早春の野を歩く | 酒とホラの日々。

早春の野を歩く


早春の野

春まだ浅いとは言うものの、二月の終盤ごろからは冬型の天候が弱まったことをはっきりと感じさせる日が周期的に現れるようになった。まさに三寒四温の時期。
 
日中春風を受けて、
町中から公園や野原を経て、並木道が次第に農地へとつながっていくあたりを歩いてみた。

 
地面を見れば頭をもたげ始めた野草の芽が点々と緑のサインをつけ始め、空を見上げれば、冬の間硬質に澄み切っていた空気の透明度がやわらいでぼんやりとかすんできた。さらに木々に目をやれば、膨らみ始めた木の芽が幾千もの小枝をほのかに色づけて、木立ちがかすかにもやったように見えだしている。こうしてあたりすべてに混じり始めた春の色は知らないうちに濃くなっていくのだろう。
 
毎日の変化はわずかでも、あるときふと気がつくとあたりの色が一変していつのまにか春があふれていることを感じることがあるものだが、季節の移ろいとともに自分自身も絶えず変化していることは忘れがちだ。忘れがちというよりは、あえて変化を強いられる自分に目を向けないようにしていることがある。

 
春の訪れは心浮き立つ一方で、いつも漠とした不安と隣りあわせだからだろうか。それは春には常に、進学や進級、就職や引越しなどに伴う別れと出会いという、変化への恐れがついて回るためかもしれない。
 
でも変化を恐れ、臆病が自分自身を単なる傍観者にとどめて、いやなことから全て逃げ出して、何もしないでいたらそのとき人は自由だといえるだろうか。

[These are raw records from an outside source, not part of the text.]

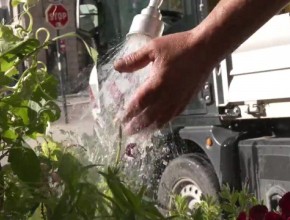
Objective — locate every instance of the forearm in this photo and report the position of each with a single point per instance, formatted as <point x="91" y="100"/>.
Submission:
<point x="232" y="21"/>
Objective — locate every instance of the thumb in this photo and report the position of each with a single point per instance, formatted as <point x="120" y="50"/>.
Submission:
<point x="133" y="61"/>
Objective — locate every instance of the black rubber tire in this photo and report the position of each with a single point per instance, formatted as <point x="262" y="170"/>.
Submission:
<point x="191" y="166"/>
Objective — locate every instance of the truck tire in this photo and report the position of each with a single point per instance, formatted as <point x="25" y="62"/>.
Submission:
<point x="190" y="176"/>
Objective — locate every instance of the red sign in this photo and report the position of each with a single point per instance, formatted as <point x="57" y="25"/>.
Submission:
<point x="56" y="15"/>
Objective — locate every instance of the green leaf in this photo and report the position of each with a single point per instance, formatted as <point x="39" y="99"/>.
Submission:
<point x="25" y="164"/>
<point x="10" y="134"/>
<point x="69" y="169"/>
<point x="20" y="51"/>
<point x="51" y="150"/>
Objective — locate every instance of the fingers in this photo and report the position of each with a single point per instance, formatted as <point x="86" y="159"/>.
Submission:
<point x="134" y="61"/>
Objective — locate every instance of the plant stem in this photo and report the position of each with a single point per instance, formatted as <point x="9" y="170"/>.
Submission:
<point x="118" y="156"/>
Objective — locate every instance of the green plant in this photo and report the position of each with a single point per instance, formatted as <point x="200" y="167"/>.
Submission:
<point x="235" y="202"/>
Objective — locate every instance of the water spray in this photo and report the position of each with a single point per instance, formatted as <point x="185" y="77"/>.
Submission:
<point x="148" y="22"/>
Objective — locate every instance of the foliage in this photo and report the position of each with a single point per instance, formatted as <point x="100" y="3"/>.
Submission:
<point x="50" y="181"/>
<point x="235" y="202"/>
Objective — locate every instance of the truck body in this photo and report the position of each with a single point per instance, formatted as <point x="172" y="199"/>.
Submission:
<point x="237" y="130"/>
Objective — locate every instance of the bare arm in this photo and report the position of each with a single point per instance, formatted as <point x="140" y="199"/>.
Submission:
<point x="182" y="62"/>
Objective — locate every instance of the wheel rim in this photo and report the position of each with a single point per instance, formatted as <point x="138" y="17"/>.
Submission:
<point x="189" y="190"/>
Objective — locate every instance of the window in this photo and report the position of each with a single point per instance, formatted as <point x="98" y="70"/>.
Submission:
<point x="88" y="15"/>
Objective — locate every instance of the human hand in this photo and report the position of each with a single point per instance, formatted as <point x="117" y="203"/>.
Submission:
<point x="180" y="67"/>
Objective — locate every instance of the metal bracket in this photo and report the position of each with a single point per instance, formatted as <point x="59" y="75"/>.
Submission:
<point x="255" y="108"/>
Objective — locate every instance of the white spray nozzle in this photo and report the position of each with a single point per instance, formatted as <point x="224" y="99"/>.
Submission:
<point x="155" y="3"/>
<point x="149" y="22"/>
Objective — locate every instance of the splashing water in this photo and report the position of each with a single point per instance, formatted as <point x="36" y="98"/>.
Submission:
<point x="115" y="92"/>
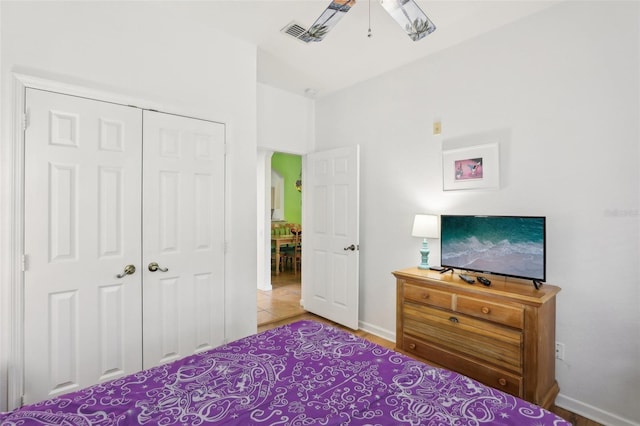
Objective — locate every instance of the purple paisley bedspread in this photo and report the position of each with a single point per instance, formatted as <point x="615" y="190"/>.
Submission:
<point x="305" y="373"/>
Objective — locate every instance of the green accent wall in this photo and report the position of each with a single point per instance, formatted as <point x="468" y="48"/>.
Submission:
<point x="289" y="167"/>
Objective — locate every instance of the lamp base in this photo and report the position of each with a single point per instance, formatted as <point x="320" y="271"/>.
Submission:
<point x="424" y="254"/>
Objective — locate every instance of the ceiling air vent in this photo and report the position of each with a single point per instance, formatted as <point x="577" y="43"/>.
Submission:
<point x="296" y="31"/>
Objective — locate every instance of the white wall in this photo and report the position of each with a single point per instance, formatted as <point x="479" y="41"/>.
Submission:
<point x="560" y="92"/>
<point x="156" y="52"/>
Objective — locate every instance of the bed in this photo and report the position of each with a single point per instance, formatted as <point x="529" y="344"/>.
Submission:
<point x="304" y="373"/>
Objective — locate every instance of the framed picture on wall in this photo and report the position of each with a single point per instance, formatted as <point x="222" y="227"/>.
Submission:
<point x="475" y="167"/>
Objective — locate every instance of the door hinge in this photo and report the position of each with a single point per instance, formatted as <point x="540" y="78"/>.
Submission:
<point x="25" y="121"/>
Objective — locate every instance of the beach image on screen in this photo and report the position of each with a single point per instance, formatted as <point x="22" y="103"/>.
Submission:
<point x="502" y="245"/>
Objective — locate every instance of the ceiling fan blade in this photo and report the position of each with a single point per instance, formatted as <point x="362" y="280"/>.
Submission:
<point x="410" y="17"/>
<point x="327" y="20"/>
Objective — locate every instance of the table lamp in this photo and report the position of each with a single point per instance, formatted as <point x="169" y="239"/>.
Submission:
<point x="425" y="226"/>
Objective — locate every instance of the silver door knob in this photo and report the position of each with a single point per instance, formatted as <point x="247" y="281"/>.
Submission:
<point x="153" y="266"/>
<point x="128" y="270"/>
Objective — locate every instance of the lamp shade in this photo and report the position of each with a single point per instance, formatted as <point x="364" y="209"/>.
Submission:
<point x="425" y="226"/>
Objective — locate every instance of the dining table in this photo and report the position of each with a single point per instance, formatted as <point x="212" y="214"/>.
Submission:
<point x="278" y="241"/>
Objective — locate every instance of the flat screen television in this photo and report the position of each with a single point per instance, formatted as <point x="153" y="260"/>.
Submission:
<point x="512" y="246"/>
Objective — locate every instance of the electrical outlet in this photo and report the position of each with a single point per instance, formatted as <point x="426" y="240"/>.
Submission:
<point x="437" y="127"/>
<point x="559" y="350"/>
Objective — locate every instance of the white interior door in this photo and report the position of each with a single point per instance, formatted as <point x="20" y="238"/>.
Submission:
<point x="183" y="230"/>
<point x="331" y="235"/>
<point x="82" y="321"/>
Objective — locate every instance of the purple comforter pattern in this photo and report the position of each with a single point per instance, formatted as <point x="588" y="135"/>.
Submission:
<point x="305" y="373"/>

流されて生きるとしたらそれは世の中の奴隷になりかねない。
世の中は明確な行為を持たない私をまたいいように弄ぶことだろう。

自発的な意思を持たない無為な時は私を運命の奴隷にしかねない。
運命はなり行きに任せの私を無気力と怠惰の泥沼に運んでいくだろう。

人は自分の心の奥底から湧き上がる声を意識してなくてはならない。
心の声は明確な意思として現れ、明確な意思は自発的な行為となって
はじめて現実における力となる。それは君を自由へと運んでいく力だ。

そう、自由とは目先の利得にとらわれない自発的な行為のことなんだよ。


散歩のとりとめもない想念が、意識の中で明確な思考の体を見せ始めてきたところで、畠地の小道が途切れた。見渡すと霞のたなびく野原の向こうにひときわ目立つ花の木が立っているのが見えたのだが、それは未来への変化を恐れない自然たちの明確な意思表示のようだった。